Em nenhum desse temas pudemos observar a força do governo no combate à corrupção. Usar o poder do Rstado para mistificar e mentir e o poder policial de forma discriminatória, com claros propósitos de desviar a atenção da população para graves problemas surgidos do próprio governo, são condutas que se aproximam mais de regimes totalitários do que a democracia.
Até a ultima semana, o presidente estava de certa forma afastado dessas denúncias, mesmo porque a oposição fazia de conta que acreditava ser ele alheio a todos esses fatos. Depois de sua entrevista em Paris já citada, essa atitude fica mais dificil de ser mantida. Garantir a governabilidade, isolando o presidente da crise era o argumento até agora usado por muitas lidranças empresariais e da oposição para a sua postura benevolente para com o primeiro mandatário.
Esse raciocínio desconsidera o tamanho da crise e a ameaça à democracia que ela encerra. O país e suas lideranças devem pensar hoje na governabilidade futura do país e não nos fatos episódicos imediatos. Desde o processo de redemocratização, essa drise traz consigo a maior ameaã à sobrevivência do regime democrático em nosso país pela desmoralização e destruição das instituições. Hoje, ninguém é capaz de prever o seu desfecho e ele pode ser muito ruim para o futuro das liberdades em nosso país.
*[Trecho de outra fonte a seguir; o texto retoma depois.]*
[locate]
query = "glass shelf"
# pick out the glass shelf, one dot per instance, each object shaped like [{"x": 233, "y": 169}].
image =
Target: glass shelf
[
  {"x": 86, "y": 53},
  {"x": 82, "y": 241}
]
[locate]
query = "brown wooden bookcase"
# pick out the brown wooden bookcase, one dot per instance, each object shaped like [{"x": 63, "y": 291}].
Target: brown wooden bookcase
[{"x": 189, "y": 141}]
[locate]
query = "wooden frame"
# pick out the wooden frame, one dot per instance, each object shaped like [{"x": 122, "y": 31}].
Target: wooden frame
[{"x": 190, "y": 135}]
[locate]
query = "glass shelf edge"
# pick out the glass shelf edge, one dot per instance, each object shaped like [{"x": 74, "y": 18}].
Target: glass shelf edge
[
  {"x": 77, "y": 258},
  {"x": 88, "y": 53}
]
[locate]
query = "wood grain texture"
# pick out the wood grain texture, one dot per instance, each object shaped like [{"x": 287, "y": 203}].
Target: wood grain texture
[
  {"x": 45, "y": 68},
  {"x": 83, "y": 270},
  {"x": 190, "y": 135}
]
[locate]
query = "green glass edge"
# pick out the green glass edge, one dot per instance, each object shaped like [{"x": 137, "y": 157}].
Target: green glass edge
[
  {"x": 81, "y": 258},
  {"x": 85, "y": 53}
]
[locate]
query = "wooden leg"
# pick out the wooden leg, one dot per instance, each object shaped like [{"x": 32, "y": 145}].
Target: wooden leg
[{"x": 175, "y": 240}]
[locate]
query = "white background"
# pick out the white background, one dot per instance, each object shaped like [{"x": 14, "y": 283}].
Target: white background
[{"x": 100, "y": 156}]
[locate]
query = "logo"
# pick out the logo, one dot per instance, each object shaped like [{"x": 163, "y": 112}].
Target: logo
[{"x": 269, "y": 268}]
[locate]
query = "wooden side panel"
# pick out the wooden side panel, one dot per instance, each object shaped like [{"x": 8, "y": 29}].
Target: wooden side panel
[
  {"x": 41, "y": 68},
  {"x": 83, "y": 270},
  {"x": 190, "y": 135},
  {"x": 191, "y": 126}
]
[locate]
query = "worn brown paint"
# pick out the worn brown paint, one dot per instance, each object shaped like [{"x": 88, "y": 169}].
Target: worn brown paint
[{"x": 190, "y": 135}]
O único caminho que resta aos democratas é promover a apuração minuciosa dos fatos e a punição rigorosa dos responsáveis, sejam eles quem forem e estejam nos partidos em que estiverem. Não pode haver haver transigência e não podemos ser lenientes, sob pena de comprometermos nosso futuro de socieade livre e democrática..
Sem dúvida, a apuração dos fatos e a punição dos responsáveis será um processo longo e dolorido para o país e certamente muitas surpresas aparecerão no seu curso. Se esse processo for levado até o fim com o rigor e a independência necessários, assistiremos a uma espécie de refundação da democracia brasileira, que pode dar lugar a instituições mais sólidas, a partidos mais organizados, a uma vida pública mais transparente. Se não conseguirmos isso e sucumbirmos à tentação da contemporização, seremos todos levados de roldão pela crise para um futuro incerto e sombrio."
Queridos amigos. Precisamos nos mobilizar politicamente, e não permitir que as instituições democráticas sejam levadas de roldão. Vamos pintar as caras novamente.